In clinical practice, beta-blockers are recommended for the secondary prevention of CAD [13-15]. Heart rate influences myocardial oxygen demand and supply, and a higher heart rate will increase myocardial oxygen consumption [16, 17]. Therefore, therapy for heart rate reduction may benefit patients with CAD. Recently, the association between heart rate and outcome has been investigated extensively. Noman et al. [18] performed a retrospective analysis of prospectively collected data on 2310 PPCI-treated STEMI patients and found that an elevated admission heart rate was associated with long-term all-cause mortality. Furthermore, beta-blocker therapy improved postdischarge survival in patients with an elevated admission heart rate. In Noman et al.'s study, the proportion of patients on beta-blocker therapy was 84.0%. However, in our study, only 40.3% of patients were administered beta-blockers. Although beta-blockers are recommended for the secondary prevention of CAD, the proportion of beta-blocker users was very low in our study. The relatively low compliance may be a possible explanation for the relatively low use of beta-blockers in the study cohort. In addition, we also found that there was a significant difference among these 5 groups in beta-blocker usage. However, after adjustment for beta-blockers, the heart rate remains an independent predictor of adverse outcomes, which indicated that the results in our study were not influenced by the usage of beta-blockers.

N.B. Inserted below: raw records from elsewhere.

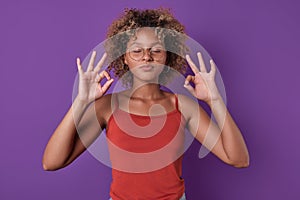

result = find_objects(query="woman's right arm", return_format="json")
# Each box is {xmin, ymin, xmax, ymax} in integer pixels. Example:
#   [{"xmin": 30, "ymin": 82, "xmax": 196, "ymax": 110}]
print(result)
[{"xmin": 42, "ymin": 52, "xmax": 113, "ymax": 171}]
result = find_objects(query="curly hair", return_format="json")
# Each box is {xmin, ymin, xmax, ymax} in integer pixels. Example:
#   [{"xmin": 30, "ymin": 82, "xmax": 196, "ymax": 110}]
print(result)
[{"xmin": 105, "ymin": 8, "xmax": 188, "ymax": 86}]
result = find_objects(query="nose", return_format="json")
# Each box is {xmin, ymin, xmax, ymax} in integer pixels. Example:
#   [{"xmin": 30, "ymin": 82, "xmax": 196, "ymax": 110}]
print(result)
[{"xmin": 143, "ymin": 49, "xmax": 153, "ymax": 61}]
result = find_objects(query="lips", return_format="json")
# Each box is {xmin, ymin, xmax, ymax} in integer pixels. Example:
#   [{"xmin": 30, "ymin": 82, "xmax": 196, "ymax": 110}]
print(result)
[{"xmin": 140, "ymin": 65, "xmax": 153, "ymax": 71}]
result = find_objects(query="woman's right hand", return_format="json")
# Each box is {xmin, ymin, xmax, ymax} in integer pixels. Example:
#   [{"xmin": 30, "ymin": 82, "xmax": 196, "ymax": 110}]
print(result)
[{"xmin": 77, "ymin": 51, "xmax": 114, "ymax": 103}]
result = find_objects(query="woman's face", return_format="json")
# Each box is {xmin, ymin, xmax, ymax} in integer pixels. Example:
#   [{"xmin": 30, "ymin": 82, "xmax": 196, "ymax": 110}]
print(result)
[{"xmin": 124, "ymin": 27, "xmax": 167, "ymax": 82}]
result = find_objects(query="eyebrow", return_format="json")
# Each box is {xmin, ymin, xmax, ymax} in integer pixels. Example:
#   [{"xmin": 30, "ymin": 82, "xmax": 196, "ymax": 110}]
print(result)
[{"xmin": 129, "ymin": 42, "xmax": 163, "ymax": 47}]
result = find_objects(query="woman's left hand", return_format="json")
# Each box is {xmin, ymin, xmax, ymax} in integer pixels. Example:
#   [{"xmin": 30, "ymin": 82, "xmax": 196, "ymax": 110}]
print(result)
[{"xmin": 184, "ymin": 52, "xmax": 220, "ymax": 103}]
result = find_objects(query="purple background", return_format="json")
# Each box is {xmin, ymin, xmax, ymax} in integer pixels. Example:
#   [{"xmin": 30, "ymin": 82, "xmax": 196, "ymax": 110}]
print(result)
[{"xmin": 0, "ymin": 0, "xmax": 300, "ymax": 200}]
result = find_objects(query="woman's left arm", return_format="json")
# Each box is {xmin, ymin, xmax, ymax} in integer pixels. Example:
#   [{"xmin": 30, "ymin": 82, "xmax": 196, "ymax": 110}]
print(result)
[{"xmin": 184, "ymin": 53, "xmax": 249, "ymax": 167}]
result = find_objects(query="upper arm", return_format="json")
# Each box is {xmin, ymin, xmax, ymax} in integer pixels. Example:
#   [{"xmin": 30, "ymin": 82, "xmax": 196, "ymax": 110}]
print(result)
[
  {"xmin": 65, "ymin": 95, "xmax": 111, "ymax": 165},
  {"xmin": 180, "ymin": 96, "xmax": 230, "ymax": 164}
]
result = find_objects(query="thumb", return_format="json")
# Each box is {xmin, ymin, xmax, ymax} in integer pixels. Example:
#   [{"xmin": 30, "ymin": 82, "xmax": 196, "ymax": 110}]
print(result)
[{"xmin": 183, "ymin": 83, "xmax": 196, "ymax": 96}]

In our study, comparing heart rate quintiles, we found that only patients in the two highest quintiles (78–84 beats/min, ≥84 beats/min) were at increased risk of adverse outcomes. After adjustments for age, hypertension, diabetes, SBP, DBP, and therapy with beta-blockers, CCBs, and statins, the differences remained significant. We did not find a significant difference between the heart rate <66 beats/min, 66–72 beats/min, and 72–78 beats/min groups in clinical outcomes. Therefore, we dichotomized the heart rate at 80 beats/min. We found that patients with a heart rate of 80 or more beats/min had 89.4%, 115.2%, and 39.1% increased risk for ACM, CM, and MACEs, respectively, compared to patients with a heart rate less than 80 beats/min. In addition, we found that the risk increased by 2.7% in ACM, 3.0% in CM, and 1.7% in MACEs for each increase in the heart rate of 1 beat/min.

There were several strengths of our study. First, this study included a large sample size cohort, which improved the statistical power. Second, all the patients had CAD treated with PCI and experienced long-term follow-up of up to 10 years, and the follow-up duration was the longest compared to previous studies. Finally, we analyzed the data with multifaceted methods, including quintiles, bisection, and continuous variables, with heart rate, and provided a comprehensive understanding of the relationship between heart rate and clinical outcomes. However, the limitations of our study are also mentioned. First, we only collected the baseline heart rate data during the study duration. Therefore, the effect of dynamic changes in heart rate cannot be analyzed. Second, the present study is a single-center retrospective cohort design. Therefore, our results need to be further verified by a multicenter, prospective study.

5. Conclusion

In conclusion, the present study suggests that heart rate before PCI was an independent predictor of adverse outcomes during a 10-year follow-up. Our results emphasize the importance of targeting a low heart rate in CAD patients who have undergone PCI.